Now instead of actually diving into the paper, I'm going to ruminate on the concept that this approach raises for the field of functional metagenomics.

Functional Analysis

When we study a collection of microbes, the "functional" approach to analysis considers the actual physical functions that are predicted to be carried out by those microbes. Practically, this means identifying sets of genes that are annotated with one function or another using a database like KEGG or GO. One way to add a level of specificity to functional analysis is to overlay taxonomic information with these measurements. In other words, not only is Function X encoded by this community, we can say that Function X is encoded by Organism Y in this community (while in another community Function X may be encoded by Organism Z). This combination of functional and taxonomic data is output by the popular software package HUMAnN2, for example. 

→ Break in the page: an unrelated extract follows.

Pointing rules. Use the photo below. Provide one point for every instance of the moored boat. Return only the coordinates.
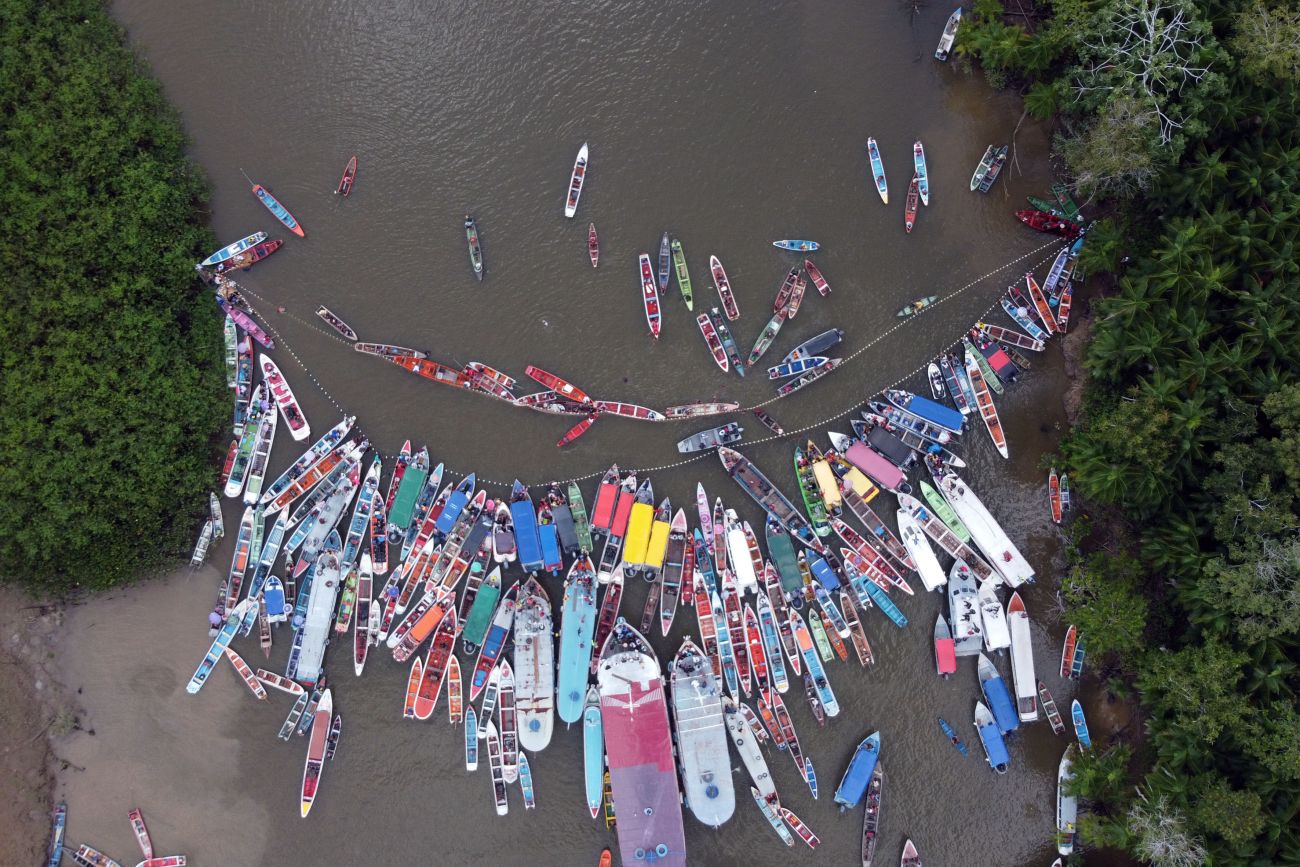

Let's take a step back. I originally told you that protein functions were important (e.g. KEGG or GO labels), and now I'm telling you that protein functions ~ organism taxonomy is important. The difference is one of "functional specificity."

Functional Specificity

At the physical level, microbial communities consist of cells with DNA encoding RNA and producing proteins, with those RNA and protein molecules doing some interesting biology. When we summarize those communities according to the taxa (e.g. species) or functions (e.g. KEGG) that are present, we are taking a bird's eye view of the complexity of the sample. Adding the overlay of taxonomy ~ function (e.g. HUMAnN2) increases the specificity of our analysis considerably.

Now take a look at the figure above. You can see that a single KEGG group actually consists of a whole family of protein sequences which have their own phylogenetic relationships and evolutionary history. This tool (GraftM) presents a means of increasing the level of functional resolution to differentiate between different protein sequences (alleles) that are contained within a single functional grouping (e.g. KEGG label). However, it should be noted that this approach is much more computationally costly than something like HUMAnN2, and is best run on only a handful of protein families at a time. 

Summary

Lastly, let me say that there is no reason why a higher or lower level of functional specificity is better or worse. There are advantages at both ends of the spectrum, for computational and analytical reasons that would be tiresome to go into here. Rather, the level of functional specificity should be appropriate to the biological effect that you are studying. Of course, it's impossible to know exactly what will be the best approach a priori, which is why it's great to have a whole collection of tools at your disposal to test your hypothesis in different ways.